Initially proposed by Adam Fearnall, USC president, the Student Writer in Residence will provide experiential learning opportunities to a fourth-year student engaged in creative writing in any faculty, Jones explained. In the future, the position will run concurrently with the Writer in Residence program, with both individuals fostering a creative community inside and outside the university gates.
The Department of English and Writing Studies and the USC will jointly fund the position.
Carillo-Hayley, Coterie (undergraduate English society) vice-president, works for the Canadian Poetry Project and has published creative works in a variety of venues. Her undergraduate thesis is a novella about a lonely man who lacks memories of his own, borrowing remnants of other people’s lives to recreate his own story. Jones noted it was the quality of her portfolio and writing samples that made Carillo-Hayley stand out among the other applicants.
She will hold office hours and coordinate cultural events on campus during the winter term, making herself available to students as a creative writing resource and working to generate interest in creative writing across campus, Jones said. At the end of her term, Carillo-Hayley will write a report of her experiences, which will serve as a resource for her successor.
“Alex had a really engaging portfolio that seemed like it would be interesting and accessible to people. She sees the position as a cross-campus position – her job will be to work with all faculties. One of the things she proposed was having a weekly writing hour that would bring writers together,” Jones said.
Meanwhile, the Department of English and Writing Studies announced poet Marlene NourbeSe Philip as the 2013-2014 Writer In Residence.
A poet, essayist, novelist, playwright and cultural critic, she has a law degree from Western (1973) and is excited to return to campus and reach out to professional schools, Jones said.
Philip’s most recent work is a long poem, Zong, based on a legal text. She is well known for her highly acclaimed poem, She Tries Her Tongue, Her Silence Softly Breaks, and children’s novel, Harriet’s Daughter, has been on curriculums in Ontario, British and Caribbean high schools.
“She will have lots of opportunities to come to classes and engage with a variety of her work (on campus),” Jones said, adding Philip obviously works across a variety of genres and hopes to do poetry readings in Law and Nursing, for instance.
“Her ideas for community engagement are really exciting. There’s this thing called the Purple Project that involves taking poetry to seniors’ homes and she said the generation of people who are in senior residences now are people who would remember being required to memorize poetry in school. She wants to go out and bring those memories back to life for them and maybe offer them a context in which they could think about writing poetry themselves.”

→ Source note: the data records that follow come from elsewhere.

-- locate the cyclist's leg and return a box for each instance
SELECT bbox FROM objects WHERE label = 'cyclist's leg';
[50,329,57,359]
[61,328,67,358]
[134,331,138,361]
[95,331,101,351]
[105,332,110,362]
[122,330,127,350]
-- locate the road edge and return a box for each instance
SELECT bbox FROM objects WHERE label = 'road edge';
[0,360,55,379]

Philip, who practiced law in Toronto until the early 1980s, is also a noteworthy cultural critic, having published works on controversies surrounding public representation of race and culture. She has already been a writer in residence at the University of Windsor and taught creative writing at York University.
Philip is likewise celebrated, having been a Guggenheim Fellow, earning a Casa de las Americas Prize. She was a National Magazine Award finalist and a YWCA Woman of Distinction.
“She’s working in so many different dimensions. She will be able to talk to a wide variety of students and is really aware of the fact that there are all kinds of different constituencies she can bring her work to. That has lots of potential. It’s very exciting and I think she will be terrific,” Jones said.